La Casa Blanca, que lanzó Napalm sobre el territorio de Vietnam y, en el gobierno de Clinton, bombardeó a la población civil de Sudán es, hoy, víctima de su propio poder. La ley del talión, adoptada por Bush, comprueba que el agredido se compara con el agresor cuando se venga con los mismos métodos. Así como las víctimas del World Trade Center y del Pentágono no merecían el trágico fin que tuvieron, las poblaciones civiles de Hiroshima y Nagasaki tampoco deberían haber sido exterminadas bajo dos bombas atómicas.

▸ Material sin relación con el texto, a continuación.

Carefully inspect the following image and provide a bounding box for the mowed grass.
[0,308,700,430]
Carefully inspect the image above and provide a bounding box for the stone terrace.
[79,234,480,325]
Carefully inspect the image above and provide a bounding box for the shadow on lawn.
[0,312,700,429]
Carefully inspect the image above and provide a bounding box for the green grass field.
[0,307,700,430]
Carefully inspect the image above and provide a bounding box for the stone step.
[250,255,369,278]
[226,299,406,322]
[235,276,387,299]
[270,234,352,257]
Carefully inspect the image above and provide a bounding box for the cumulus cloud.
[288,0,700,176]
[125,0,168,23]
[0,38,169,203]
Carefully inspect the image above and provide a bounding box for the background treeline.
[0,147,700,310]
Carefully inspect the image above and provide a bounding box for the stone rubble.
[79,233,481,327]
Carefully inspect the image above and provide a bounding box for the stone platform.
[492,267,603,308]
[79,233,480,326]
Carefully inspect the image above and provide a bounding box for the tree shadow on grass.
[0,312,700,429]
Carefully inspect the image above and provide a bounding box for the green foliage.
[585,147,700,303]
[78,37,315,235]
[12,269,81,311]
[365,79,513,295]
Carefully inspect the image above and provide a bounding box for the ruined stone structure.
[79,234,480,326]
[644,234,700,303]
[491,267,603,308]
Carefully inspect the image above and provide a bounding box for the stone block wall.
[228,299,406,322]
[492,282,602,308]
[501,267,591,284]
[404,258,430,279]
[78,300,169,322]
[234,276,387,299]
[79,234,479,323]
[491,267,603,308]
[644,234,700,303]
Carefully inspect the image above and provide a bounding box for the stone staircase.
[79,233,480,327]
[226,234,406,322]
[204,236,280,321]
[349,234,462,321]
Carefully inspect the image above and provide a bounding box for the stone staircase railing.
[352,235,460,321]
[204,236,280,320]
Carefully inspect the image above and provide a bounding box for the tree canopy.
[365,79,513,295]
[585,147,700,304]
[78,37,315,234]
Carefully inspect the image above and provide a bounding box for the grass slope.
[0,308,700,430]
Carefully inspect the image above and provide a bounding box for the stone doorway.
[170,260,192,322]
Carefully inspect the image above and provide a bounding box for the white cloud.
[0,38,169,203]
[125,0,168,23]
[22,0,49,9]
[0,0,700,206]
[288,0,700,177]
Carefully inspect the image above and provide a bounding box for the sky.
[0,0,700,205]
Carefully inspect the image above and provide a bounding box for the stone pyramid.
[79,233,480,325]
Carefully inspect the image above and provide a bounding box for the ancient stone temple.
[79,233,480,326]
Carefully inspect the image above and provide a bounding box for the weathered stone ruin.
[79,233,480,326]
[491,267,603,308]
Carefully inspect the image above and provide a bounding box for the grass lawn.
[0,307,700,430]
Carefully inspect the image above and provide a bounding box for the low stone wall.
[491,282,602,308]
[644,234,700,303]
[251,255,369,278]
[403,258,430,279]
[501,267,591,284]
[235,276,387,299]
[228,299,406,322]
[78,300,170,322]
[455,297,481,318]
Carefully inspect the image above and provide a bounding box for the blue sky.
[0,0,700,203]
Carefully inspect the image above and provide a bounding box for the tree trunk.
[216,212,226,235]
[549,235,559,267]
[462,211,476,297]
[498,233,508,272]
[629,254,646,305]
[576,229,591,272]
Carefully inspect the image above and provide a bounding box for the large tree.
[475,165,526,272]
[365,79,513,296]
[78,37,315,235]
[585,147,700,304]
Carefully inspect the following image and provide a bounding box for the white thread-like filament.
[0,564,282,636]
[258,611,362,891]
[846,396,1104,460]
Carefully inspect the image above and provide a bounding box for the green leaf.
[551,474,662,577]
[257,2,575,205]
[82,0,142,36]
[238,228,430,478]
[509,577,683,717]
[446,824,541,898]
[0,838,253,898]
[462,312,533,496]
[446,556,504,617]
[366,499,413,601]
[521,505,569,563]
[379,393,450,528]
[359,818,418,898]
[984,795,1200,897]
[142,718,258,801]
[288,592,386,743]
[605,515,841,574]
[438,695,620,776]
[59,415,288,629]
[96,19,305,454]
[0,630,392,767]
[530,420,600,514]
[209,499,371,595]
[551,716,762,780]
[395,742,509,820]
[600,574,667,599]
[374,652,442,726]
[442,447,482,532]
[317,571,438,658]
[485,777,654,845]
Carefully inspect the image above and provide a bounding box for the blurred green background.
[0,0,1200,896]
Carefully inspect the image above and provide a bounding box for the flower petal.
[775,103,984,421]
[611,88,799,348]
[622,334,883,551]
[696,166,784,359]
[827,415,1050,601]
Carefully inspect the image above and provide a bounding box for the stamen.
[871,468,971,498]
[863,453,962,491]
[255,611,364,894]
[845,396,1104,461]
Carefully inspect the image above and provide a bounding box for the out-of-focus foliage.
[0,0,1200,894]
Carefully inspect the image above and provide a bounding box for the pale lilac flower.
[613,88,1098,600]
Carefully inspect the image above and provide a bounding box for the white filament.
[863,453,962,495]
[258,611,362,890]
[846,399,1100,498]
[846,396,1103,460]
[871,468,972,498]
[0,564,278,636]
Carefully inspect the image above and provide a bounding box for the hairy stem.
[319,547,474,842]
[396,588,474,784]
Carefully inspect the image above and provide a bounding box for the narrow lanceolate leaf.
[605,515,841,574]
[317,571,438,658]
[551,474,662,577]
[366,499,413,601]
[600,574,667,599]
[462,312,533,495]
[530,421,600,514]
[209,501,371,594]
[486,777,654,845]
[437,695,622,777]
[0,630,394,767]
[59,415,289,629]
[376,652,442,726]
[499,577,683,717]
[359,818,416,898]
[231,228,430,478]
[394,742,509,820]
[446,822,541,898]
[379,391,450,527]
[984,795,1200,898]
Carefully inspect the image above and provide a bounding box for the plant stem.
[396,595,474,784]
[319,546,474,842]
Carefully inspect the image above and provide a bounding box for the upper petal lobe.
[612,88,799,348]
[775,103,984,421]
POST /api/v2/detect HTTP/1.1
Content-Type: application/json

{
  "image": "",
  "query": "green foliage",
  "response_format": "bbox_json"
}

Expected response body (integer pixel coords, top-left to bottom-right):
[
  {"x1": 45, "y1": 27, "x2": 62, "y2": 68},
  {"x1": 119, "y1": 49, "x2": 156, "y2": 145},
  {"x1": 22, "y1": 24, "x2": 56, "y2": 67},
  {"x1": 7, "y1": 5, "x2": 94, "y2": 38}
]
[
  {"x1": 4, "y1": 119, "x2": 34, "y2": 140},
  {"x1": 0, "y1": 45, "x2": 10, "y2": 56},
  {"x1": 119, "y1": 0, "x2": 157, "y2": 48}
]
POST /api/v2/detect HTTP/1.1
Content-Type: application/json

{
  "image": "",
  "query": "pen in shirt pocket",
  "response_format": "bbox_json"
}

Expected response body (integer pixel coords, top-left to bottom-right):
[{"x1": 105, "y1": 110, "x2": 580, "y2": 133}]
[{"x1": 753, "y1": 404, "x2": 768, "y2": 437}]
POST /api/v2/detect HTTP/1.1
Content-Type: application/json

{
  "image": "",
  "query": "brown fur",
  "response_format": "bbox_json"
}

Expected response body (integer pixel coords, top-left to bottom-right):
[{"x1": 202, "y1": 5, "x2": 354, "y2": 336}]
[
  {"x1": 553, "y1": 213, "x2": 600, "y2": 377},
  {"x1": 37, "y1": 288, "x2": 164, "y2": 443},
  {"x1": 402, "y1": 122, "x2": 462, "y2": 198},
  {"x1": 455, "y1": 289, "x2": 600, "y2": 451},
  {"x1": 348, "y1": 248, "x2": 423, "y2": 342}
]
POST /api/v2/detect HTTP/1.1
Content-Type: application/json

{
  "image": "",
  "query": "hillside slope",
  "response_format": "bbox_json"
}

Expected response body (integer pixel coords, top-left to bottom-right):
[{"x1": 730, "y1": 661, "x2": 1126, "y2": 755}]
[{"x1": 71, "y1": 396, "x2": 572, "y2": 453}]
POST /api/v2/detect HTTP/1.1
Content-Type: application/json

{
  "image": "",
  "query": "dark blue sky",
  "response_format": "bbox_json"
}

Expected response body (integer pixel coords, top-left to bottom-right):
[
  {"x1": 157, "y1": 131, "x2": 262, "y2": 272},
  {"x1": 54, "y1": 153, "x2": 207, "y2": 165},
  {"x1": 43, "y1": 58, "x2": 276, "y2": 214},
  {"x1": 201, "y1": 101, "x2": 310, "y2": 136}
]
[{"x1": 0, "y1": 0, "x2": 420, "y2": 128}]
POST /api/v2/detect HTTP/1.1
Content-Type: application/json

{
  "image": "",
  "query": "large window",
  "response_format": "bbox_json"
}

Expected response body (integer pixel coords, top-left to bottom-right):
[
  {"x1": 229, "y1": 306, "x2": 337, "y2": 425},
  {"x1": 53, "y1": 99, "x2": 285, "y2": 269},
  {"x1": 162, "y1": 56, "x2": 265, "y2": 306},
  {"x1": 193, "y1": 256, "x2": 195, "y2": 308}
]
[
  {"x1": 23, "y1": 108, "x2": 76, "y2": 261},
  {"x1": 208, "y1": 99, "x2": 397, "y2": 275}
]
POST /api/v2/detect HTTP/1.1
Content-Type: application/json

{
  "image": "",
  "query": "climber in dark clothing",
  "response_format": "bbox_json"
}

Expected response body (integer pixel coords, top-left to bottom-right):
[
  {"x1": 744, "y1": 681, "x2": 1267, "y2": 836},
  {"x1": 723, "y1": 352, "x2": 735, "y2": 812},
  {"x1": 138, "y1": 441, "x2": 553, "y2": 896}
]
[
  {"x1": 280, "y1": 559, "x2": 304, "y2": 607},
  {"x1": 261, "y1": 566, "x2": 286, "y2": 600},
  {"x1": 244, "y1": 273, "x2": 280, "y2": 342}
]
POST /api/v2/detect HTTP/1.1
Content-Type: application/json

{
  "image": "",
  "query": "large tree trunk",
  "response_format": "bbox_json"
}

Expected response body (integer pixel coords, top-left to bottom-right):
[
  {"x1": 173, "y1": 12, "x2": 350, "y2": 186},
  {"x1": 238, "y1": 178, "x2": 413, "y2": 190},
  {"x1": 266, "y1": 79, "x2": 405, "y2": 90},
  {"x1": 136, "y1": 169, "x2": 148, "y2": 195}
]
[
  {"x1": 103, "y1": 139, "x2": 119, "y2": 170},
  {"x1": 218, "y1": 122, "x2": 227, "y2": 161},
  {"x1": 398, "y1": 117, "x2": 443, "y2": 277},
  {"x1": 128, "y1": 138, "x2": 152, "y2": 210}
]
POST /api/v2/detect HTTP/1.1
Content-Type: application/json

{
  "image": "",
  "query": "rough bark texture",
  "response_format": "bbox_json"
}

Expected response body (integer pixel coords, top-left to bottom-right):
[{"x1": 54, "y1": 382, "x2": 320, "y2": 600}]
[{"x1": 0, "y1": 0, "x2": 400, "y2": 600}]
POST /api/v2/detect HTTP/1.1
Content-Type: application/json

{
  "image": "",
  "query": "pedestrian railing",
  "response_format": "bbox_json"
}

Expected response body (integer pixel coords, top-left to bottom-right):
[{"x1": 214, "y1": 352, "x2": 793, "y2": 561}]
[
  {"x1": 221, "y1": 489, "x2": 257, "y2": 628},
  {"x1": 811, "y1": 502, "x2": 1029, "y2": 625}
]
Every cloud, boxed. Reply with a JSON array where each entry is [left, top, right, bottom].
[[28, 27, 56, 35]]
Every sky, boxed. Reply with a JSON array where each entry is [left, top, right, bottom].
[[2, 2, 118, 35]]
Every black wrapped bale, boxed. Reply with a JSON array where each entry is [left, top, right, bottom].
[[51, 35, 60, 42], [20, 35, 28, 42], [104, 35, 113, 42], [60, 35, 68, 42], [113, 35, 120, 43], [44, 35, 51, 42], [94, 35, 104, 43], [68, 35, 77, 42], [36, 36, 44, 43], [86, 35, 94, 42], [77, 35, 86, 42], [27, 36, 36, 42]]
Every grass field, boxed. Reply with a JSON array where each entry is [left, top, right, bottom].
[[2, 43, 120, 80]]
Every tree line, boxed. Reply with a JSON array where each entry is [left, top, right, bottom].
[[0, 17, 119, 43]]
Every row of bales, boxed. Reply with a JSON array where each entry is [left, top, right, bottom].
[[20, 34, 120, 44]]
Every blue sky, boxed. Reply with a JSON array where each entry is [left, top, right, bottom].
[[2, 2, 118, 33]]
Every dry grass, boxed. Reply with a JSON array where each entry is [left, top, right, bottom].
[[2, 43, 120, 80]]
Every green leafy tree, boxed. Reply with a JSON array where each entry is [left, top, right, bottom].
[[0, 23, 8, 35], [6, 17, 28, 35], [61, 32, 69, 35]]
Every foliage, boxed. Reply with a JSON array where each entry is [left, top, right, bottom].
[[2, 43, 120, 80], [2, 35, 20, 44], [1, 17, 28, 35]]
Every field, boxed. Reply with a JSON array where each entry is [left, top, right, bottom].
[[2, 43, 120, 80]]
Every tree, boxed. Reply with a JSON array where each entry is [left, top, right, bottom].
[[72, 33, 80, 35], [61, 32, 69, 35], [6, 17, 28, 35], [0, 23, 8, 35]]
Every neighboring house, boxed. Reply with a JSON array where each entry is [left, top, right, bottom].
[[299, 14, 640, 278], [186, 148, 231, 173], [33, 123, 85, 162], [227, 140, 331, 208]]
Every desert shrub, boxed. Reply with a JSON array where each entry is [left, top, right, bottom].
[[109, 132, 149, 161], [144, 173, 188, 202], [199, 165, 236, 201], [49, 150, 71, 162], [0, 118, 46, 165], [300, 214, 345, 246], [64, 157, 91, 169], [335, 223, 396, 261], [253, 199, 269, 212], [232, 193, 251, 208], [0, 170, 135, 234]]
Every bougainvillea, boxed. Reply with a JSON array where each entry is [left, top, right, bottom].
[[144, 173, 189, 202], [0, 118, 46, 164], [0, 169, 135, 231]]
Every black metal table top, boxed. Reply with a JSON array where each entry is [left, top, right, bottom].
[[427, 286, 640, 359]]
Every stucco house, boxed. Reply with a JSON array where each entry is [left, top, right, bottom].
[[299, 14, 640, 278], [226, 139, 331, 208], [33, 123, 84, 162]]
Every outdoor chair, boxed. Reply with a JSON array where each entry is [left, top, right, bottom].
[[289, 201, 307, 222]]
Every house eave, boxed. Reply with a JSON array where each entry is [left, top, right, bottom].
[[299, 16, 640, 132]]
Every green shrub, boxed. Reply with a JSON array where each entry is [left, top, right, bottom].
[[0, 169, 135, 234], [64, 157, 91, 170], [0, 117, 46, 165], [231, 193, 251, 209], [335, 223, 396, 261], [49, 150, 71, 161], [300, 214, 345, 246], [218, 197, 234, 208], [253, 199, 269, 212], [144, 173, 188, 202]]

Saddam Hussein, marioneta de la Casa Blanca lanzada contra la revolución islámica de Irán, demostró que el hechizo se volvió contra el hechicero. Desde 1979, Osama Bin Laden se convirtió en el brazo armado de la CIA contra la ocupación soviética a
Afganistán. La CIA le enseñó a fabricar explosivos y a realizar ataques terroristas, a engrosar su fortuna a través de empresas fantasmas y paraísos fiscales, a operar códigos secretos e infiltrar agentes y comandos. Bin Laden es producto de los servicios americanos, afirmó, la semana pasada, el escritor suizo Richard Labévière. Derrumbado el Muro de Berlín, desde 1990 Bin Laden pasó a apuntar su arsenal terrorista hacia el corazón del Tío Sam.

La postergación indefinida de la paz en el Medio Oriente, con la efectiva creación del Estado Palestino, es otro factor de irritamientos y xenofobias. Mientras las resoluciones de la ONU por aquella región no sean tomadas en serio, y Gaza y
Cisjordania devueltas a los palestinos, las armas continuarán tratando de poner fin a un conflicto que sólo la política puede solucionar.

Al conmemorar sus 80 años, el cardenal Arns pidió, el pasado viernes, que todos presionen al gobierno de Fernando Henrique Cardoso para que no apoye ninguna actitud de venganza por parte de los Estados Unidos. Los terroristas deben ser castigados por el repugnante crimen que cometieron, pero poblaciones inocentes
no pueden ser sacrificadas.

Muchos de nosotros somos pacifistas hasta que un ladrón entra en nuestra casa y mata un ser querido. Entonces, somos dominados por los mismos sentimientos del bandido, dejando salir al asesino que se escondía en los plieges de nuestro corazón. Al imponer el precepto de amar a los enemigos, Jesús no respaldó al ingenuo que imagina que habrá paz sin ser fruto de la justicia. Exigió, justamente, que no hagamos al prójimo lo que no queremos que él nos haga a nosotros. Por lo tanto, no se trata de no tener enemigos, pero si de evitar tratarlos con deshumanidad, alimentando la espiral de violencia.

Así como la paz romana no se edificó en el odio a los cristianos, ni la nazista en el odio a los judíos, la paz americana no tendrá futuro si fomenta el odio generalizado a los pueblos islámicos. Sin ellos, la cultura occidental no sería lo que es. Los judíos nos legaron a Marx, Freud, Einstein y tantos otros genios de las ciencias y de las artes, de los árabes recibimos la matemática de Al-Khwarizmi, la física de Al-Kindi y
Alhazem, la filosofía de Averroes y Avicena.

Es hora de que los Estados Unidos demuestren que son los paladines de la democracia, no sólo por el respeto a las diferencias, sin transformarlas en divergencias, sino también por el fin de su apoyo a los gobiernos autocráticos del mundo árabe, donde la libertad paga el injusto precio de los barriles de petróleo.